Back, Back, Back to the Drawing Board
Updated: December 30, 2011 1:48PM
Oh Grampy, tell us the old stories about Willow Road and the scary IDOT and the darling children darting between cars at rush hour. Please tell, pleeeeze.
With bittersweet nostalgia, we celebrate the 50th anniversary of Study I in the Matter of the Willow Road Expansion. Visionary though that document was, it pales in comparison to many of its successors.
Among connoisseurs, Study XXI stands out for the ingenuity of its 12-leaf overpass, LVII for anticipating the sue of lasers to neutralize road rage, and XC for its Confucian inscrutability.
Popularly known as the Twins, Studies XVI and XVII were issued simultaneously by a single committee, and so persuasively did each made the case for diametrically opposed solutions that the entire process ground to a half for six years.
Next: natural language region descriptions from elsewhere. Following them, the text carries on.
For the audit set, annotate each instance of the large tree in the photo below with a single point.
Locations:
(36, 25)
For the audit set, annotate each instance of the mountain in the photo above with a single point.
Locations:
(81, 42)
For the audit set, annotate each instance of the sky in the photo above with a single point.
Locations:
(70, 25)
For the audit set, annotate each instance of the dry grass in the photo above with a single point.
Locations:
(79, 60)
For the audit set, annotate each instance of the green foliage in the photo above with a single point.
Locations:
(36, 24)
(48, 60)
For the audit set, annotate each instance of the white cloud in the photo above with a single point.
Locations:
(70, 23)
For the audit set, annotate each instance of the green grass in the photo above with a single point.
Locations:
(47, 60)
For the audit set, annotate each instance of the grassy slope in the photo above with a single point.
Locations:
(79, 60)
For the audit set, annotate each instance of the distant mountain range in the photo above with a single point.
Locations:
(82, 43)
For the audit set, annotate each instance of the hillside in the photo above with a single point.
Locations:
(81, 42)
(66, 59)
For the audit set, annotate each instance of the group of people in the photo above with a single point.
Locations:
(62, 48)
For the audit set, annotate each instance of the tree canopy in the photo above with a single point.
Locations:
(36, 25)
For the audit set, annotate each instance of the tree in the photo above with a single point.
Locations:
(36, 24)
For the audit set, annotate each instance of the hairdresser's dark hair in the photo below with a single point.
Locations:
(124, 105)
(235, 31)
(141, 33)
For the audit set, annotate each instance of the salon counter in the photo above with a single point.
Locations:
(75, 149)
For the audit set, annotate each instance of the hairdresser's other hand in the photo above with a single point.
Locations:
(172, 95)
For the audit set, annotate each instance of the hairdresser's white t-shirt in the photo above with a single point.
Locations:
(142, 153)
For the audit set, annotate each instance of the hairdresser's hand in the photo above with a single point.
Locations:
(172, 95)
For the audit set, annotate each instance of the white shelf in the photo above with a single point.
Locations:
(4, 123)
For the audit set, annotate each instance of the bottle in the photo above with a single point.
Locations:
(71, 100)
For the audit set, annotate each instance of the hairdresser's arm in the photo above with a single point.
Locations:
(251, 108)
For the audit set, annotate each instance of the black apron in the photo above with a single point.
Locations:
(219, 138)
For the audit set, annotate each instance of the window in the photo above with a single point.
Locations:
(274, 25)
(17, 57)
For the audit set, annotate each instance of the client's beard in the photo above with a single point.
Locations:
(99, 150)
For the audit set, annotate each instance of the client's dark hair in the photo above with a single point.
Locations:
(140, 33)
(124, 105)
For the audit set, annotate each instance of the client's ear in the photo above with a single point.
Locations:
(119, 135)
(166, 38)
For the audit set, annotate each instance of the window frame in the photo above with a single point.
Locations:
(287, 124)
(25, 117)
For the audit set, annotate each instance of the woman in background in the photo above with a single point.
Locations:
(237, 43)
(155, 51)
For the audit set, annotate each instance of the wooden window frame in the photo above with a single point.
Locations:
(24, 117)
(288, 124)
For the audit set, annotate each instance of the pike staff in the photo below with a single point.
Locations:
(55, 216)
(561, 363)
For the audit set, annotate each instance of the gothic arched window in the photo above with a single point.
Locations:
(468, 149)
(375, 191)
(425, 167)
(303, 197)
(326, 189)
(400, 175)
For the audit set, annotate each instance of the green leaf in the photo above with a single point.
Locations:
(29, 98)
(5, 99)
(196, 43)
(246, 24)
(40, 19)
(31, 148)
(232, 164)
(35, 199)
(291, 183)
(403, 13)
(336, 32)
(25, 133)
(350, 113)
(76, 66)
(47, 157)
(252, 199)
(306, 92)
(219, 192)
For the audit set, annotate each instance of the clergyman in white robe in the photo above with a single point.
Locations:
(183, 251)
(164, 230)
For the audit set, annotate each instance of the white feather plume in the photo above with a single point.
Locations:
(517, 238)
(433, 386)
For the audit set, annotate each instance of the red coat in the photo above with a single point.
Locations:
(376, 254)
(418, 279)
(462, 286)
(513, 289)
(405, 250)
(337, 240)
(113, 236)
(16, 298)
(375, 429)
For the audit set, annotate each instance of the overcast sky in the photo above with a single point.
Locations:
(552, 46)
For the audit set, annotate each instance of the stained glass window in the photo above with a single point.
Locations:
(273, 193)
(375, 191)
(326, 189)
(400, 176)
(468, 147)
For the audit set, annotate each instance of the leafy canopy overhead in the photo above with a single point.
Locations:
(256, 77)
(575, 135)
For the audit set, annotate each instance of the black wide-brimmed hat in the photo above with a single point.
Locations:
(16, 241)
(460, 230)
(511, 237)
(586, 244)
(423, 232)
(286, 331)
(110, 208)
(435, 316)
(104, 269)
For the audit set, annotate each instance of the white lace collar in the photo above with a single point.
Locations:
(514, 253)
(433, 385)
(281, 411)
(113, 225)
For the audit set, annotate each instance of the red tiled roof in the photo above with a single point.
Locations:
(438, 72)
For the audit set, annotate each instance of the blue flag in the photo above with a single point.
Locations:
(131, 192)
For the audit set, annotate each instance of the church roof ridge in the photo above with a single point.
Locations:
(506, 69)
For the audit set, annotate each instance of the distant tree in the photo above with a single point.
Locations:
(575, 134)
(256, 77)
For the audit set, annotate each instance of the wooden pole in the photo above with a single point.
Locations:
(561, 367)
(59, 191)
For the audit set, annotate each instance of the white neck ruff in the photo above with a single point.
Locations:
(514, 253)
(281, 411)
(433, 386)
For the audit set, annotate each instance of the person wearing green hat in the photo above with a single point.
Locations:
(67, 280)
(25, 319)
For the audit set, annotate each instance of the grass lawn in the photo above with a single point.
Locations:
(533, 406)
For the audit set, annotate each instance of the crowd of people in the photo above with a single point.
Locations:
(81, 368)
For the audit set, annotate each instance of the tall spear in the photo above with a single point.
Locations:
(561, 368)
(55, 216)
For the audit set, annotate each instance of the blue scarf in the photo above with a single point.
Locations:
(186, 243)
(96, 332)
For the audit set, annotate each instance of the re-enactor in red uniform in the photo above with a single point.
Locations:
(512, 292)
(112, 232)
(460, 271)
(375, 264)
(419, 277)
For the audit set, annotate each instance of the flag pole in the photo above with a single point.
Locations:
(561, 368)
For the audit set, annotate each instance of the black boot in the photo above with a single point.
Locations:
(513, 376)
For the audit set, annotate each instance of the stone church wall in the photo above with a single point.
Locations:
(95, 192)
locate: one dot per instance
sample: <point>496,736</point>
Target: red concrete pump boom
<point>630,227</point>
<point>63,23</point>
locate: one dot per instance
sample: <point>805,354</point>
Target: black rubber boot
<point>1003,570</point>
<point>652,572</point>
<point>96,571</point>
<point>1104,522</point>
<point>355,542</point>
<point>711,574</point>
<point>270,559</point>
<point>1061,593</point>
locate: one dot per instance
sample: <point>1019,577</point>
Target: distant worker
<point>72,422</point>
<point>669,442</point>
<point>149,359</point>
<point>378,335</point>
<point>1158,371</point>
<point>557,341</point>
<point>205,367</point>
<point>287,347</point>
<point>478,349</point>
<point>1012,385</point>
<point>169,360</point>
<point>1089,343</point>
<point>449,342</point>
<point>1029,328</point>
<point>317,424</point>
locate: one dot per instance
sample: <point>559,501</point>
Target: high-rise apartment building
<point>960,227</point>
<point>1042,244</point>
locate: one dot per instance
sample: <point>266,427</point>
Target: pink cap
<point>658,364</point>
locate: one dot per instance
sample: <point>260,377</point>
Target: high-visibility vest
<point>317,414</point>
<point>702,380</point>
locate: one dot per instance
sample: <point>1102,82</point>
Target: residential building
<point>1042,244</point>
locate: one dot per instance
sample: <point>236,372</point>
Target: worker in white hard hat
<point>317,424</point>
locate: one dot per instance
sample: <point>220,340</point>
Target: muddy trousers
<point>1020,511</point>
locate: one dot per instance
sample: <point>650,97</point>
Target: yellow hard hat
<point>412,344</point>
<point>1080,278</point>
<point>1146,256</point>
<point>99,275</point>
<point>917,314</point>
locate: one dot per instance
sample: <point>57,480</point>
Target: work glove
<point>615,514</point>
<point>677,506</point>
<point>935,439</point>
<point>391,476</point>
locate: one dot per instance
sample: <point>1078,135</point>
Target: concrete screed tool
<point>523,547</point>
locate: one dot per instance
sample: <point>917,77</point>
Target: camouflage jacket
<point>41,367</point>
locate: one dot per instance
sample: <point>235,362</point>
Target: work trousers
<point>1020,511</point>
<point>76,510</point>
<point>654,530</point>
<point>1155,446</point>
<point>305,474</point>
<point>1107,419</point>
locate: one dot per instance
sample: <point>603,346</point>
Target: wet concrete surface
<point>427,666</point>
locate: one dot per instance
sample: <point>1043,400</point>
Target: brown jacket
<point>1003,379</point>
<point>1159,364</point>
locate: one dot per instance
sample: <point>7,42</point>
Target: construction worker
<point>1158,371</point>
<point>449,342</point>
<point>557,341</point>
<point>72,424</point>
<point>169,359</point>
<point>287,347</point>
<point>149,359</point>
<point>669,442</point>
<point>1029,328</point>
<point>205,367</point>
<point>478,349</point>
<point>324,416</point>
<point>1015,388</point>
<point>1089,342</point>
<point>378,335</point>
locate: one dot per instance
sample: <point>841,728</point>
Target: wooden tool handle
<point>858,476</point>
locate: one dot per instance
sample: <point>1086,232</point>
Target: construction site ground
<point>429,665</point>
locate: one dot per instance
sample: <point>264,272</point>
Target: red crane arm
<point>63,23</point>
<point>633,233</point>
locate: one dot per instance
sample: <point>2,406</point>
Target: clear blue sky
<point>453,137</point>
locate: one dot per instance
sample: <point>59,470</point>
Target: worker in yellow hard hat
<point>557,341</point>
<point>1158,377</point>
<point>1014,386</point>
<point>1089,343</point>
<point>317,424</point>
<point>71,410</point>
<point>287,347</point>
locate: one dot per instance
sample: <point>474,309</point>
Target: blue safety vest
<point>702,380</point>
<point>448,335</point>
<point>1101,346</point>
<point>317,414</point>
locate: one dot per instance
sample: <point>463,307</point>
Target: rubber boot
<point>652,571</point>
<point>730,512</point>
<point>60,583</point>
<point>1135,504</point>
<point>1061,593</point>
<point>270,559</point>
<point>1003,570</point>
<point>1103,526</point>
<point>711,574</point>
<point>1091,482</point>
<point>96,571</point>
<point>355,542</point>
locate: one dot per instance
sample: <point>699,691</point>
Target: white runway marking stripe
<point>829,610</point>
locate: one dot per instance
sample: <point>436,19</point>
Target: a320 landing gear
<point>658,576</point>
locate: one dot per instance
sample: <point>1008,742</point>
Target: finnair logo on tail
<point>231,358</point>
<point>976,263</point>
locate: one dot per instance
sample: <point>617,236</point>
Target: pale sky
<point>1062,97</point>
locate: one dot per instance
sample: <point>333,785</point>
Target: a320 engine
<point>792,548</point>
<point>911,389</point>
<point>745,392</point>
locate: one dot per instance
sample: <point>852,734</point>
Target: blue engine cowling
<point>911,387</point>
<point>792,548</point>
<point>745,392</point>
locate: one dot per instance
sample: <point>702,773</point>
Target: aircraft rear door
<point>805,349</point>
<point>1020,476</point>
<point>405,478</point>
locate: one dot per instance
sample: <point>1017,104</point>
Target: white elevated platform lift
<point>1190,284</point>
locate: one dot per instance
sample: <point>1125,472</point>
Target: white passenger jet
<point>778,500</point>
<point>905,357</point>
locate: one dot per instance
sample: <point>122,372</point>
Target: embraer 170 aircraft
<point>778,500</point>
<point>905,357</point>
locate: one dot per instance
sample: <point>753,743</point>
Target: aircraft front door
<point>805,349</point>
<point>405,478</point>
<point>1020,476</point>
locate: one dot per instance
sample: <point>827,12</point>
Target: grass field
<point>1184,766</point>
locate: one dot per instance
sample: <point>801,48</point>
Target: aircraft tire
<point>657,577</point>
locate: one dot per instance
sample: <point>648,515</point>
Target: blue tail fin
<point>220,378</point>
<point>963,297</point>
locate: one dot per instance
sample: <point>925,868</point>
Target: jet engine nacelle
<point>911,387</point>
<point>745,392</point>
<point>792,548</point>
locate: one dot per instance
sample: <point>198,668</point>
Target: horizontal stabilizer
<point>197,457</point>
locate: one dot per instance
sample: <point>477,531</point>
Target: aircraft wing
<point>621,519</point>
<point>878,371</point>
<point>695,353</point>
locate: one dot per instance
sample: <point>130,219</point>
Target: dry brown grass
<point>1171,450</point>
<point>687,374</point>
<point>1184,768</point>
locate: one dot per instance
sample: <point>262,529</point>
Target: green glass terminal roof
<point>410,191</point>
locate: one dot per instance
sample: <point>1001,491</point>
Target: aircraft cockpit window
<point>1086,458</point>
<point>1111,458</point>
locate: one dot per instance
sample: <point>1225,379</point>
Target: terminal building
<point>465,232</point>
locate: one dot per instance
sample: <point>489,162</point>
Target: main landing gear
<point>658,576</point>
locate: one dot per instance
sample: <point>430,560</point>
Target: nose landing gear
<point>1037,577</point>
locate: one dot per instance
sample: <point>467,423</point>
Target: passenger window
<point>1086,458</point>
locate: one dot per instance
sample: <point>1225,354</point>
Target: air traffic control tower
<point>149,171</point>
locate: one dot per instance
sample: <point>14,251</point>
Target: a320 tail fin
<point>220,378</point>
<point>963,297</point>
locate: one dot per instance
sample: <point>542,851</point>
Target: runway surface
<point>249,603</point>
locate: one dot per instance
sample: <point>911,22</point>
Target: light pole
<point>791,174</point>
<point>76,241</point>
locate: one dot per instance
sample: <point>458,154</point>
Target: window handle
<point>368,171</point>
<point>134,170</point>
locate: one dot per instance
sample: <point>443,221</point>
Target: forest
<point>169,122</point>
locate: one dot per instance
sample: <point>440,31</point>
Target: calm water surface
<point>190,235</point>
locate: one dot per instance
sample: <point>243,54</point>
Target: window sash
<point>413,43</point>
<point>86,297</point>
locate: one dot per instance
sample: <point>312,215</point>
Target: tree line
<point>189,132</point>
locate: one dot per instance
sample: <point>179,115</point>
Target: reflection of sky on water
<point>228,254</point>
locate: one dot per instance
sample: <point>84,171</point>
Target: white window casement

One marvels at the proposals embedded in these well-loved texts—hundreds of miles of would-be roads, widened, narrowed, almost, almost built, rejected, despised, resurrected and re-rejected this past half-century. So bountiful were these geometric delights that sooner or later one was bound to please someone, though, as it turned out, never more than a half-dozen citizens at a time.
For many years, a perennial favorite was the proposed expansion of Willow Road to 16 lanes, a solution for all seasons, or so it was widely believed. With no speed limit, driving times along the fabled 1.2-mile corridor would be slashed. And since 16 lanes would require the razing of all nearby schools, feverish moms no longer would fear that Little Darlene might be flattened walking to first grade. But even by Cook County standards, kickbacks got out of hand, and after three more governors went to prison, the project was scuttled.
Who can ever forget Proposal #A-17.5.5? Through a labyrinth of tunnels, the North Shore’s finest golden retrievers were to haul the ethereal children to school in refurbished rickshaws. Zero emissions! Al Gore loved that one.
Or remember the Sunset Canal (#47.2)? Simplicity itself: Three autos to a flatboat, then a mere two-hour float from Waukegan Road to Edens, allowing otherwise harried commuters to enjoy facsimile willow tress along the shore and, near voyage’s end, unobstructed views of beautiful downtown Northfield.
Until it was squashed by IDOT (which in 2014 moved its headquarters from Springfield to the Dominick’s parking lot), Northfield taxpayers favored the scheme designed by Middlefork second-graders, a simple detour that looped up past Minneapolis and eventually crossed the Bering Strait. No unsightly construction, no more billable hours.
Saturday next at 11 a.m. all are invited to the Golden Anniversary commemoration of those first studies of our own Miracle Mile. Featured events will include that Lutheran Church choir singing, “By the Time I Get to Eden,” a recitation by local Girl Scouts of the 2009 Crash Rate Report, and a reenactment of the bloody three-way duel between the Town Managers of Northfield, Glenview and Northbrook. At ceremony’s end, surviving veterans of the Community Advisory Group will unveil a monument at the intersection of Willow and Wagner, rumored to consist of a towering toilet, down which $127,388,402 has, in this noble endeavor, vanished forever.